Within my own circles this is rather a hot topic, but I've yet to see it discussed in this forum. Christian evangelicalism has had its own version of the culture war; to whit, how involved and in what manner should Christians (both individually and the Church) be engaged in society and politics. There are factions of "Big Eva" who seem to be moving more Left (see the recent "He gets us" commercial in the Super Bowl). There are those who think that the "third-way"ism of Tim Keller (taking a high road that transcends politics and culture war) is still relevant in these days (from my perspective, with echos of Martin Niemoller). And there are those who are actively seeking a more aggressive and explicitly Christian approach to governance and policy. For those interested, a useful taxonomy provided by the Gospel Coalition describes to a reasonable first approximation the different approaches that Christians have to our current moment.

I have had my own journey in the direction of Christian Nationalism (though I wouldn't...yet...apply that label to myself). While in college I was a pro-life Ron Paul libertarian, over the years I've become less individualistic as I've grown in my faith. I used to think of religion as a private exercise. I know recognize the centrality of community. I even have begun to entertain the idea that there may be salvific consequences for those who are under the authority of a Christian leader. If the unbelieving spouse can be sanctified by his or her believing counterpart, and an entire house can be baptized when the head of the house believes, could there not be salvation extended to a nation whose head of state is an orthodox Christian and whose government practices the precepts of the Word? (If you are interested in more of my ramblings on this topic, https://pyotrverkhovensky.substack.com/p/what-is-christianitys-role-in-culture and https://pyotrverkhovensky.substack.com/p/on-theocracy-and-redemption)
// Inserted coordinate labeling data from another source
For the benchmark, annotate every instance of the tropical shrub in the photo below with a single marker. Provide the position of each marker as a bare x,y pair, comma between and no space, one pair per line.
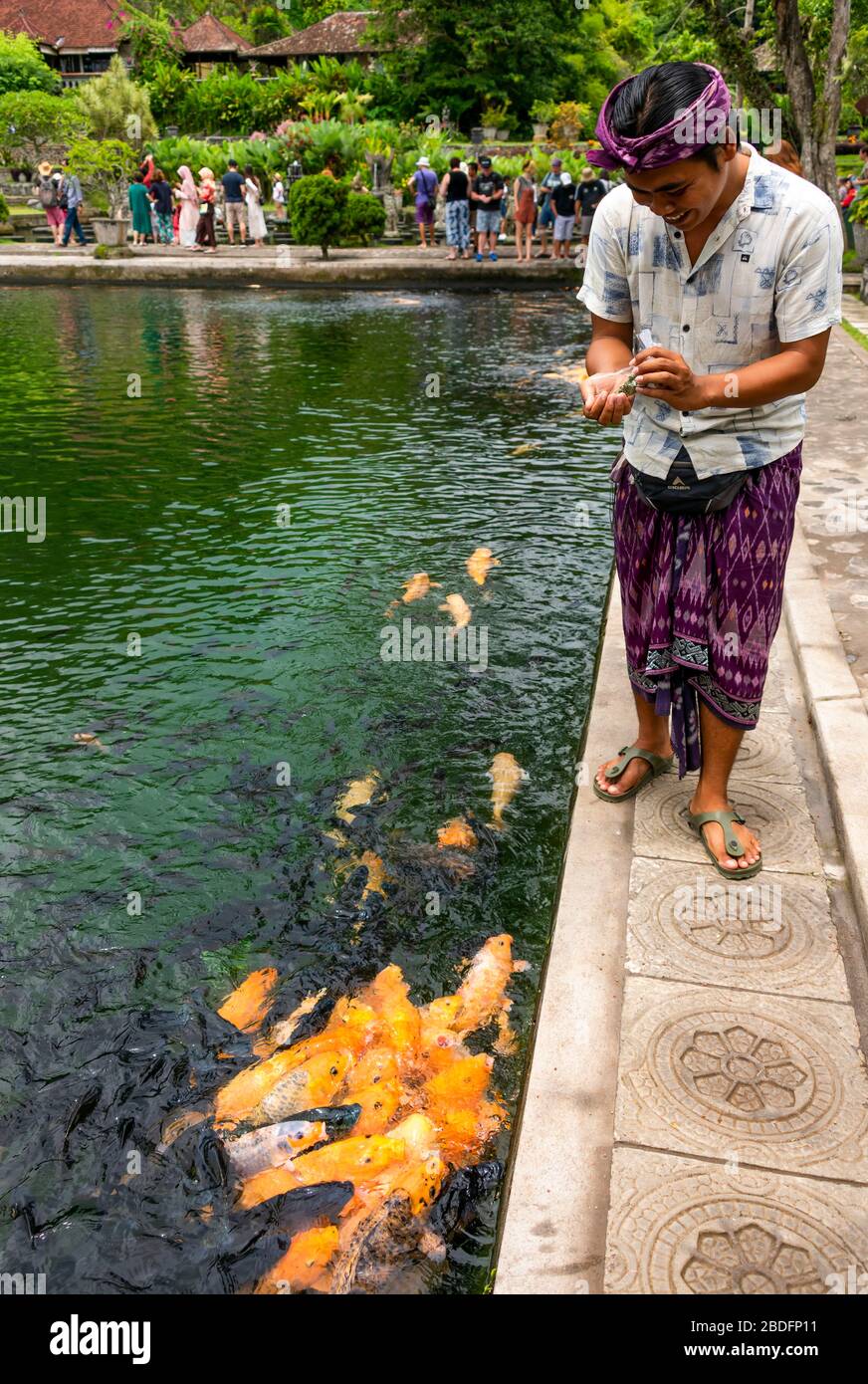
316,209
115,107
22,67
32,120
105,166
364,217
572,120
Christianity in America has enjoyed centuries of being a dominant culture. Many Christians, having grown up in a culture that was at least outwardly compatible with Christianity, have slipped into casual acceptance of cultural norms. They are in the world, and of the world. In many cases self-proclaimed Christians are functionally agnostic, with no significant lifestyle differences from Atheists. Do we really believe Christ is Lord or do we not? Do we not believe in divine judgement and divine mercy? Is Church a weekly therapeutic exercise or is it a place where we meet the transcendent and drink of the body and the blood? Christian Nationalism, at its core, recognizes the reality and consequence of a world in which Christ is Lord. There is no "third way", there is only God's way. (For a somewhat related essay on the reality of God, see https://pyotrverkhovensky.substack.com/p/christianity-and-culture-continued).
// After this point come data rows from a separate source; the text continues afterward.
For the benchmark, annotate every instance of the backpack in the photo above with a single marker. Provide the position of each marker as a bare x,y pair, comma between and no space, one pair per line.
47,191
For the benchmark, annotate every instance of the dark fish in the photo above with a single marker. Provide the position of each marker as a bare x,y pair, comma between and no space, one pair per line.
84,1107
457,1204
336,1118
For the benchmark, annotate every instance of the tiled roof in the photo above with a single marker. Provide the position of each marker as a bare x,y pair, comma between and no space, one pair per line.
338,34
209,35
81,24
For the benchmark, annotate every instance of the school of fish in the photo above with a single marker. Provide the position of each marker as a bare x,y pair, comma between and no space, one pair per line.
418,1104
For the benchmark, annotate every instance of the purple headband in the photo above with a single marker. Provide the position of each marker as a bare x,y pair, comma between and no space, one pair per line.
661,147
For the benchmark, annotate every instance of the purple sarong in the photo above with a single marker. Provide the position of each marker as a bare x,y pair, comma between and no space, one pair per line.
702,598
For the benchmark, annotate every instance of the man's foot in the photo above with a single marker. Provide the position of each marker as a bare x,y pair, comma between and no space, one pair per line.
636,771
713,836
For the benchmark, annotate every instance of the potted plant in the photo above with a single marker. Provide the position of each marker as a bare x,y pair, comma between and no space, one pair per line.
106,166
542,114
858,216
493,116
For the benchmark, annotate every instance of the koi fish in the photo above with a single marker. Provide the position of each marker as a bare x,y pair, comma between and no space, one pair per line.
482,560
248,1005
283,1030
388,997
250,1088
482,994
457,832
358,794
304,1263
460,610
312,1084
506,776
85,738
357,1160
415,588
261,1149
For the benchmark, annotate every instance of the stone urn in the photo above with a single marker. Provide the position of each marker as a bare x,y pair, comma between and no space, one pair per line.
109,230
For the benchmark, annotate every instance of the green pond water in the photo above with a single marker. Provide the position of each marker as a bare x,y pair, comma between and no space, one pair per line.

There is a common assumption among Christians that all sin is equally damning. Man can never follow the Law, and Jesus even makes it clear that the Law didn't go far enough (the Law allows divorce, and does not explicitly proscribe lust). At the individual level, this assumption is correct. Outside the atonement found in Jesus, we all stand condemned. Yet at the societal level, there are varying levels of alignment with God's will. Every single person in Nazi Germany was a sinner. Every single person in 1941 USA was a sinner. Yet it would be an unusual Christian who would argue that 1941 USA was not more aligned with God's will than Nazi Germany. Not all societies are created equal, and there are varying degrees of misalignment. If I look at a woman in lust, I am clearly sinning and am condemned; but at least my desires are in alignment with God's ideal. It is only the object of my desires that is inappropriate, as being attracted to my wife is not only not a sin, but is a key part of a relationship that is a representation of Christ's love for the Church. Same-sex attraction is more disordered as both the object and the desire itself are misaligned. Transgenderism is completely disordered: the object, desire, and self are all misaligned. Societies that venerate increasingly disordered behavior will inevitably sink into corruption and decay. Christian Nationalism, perhaps alone among contemporary strands of Christian thought, fully acknowledges these implications.

I'll probably be censured for this, because for some reason--- religion, despite ZERO proof, needs to be respected on this forum. This is pure fantasy and shouldn't even be brought up as a serious topic. It is like watching Harry Potter fans argue over what fanfic should be cannon. It is made up out of whole cloth and shouldn't be in a rational adjacent forum.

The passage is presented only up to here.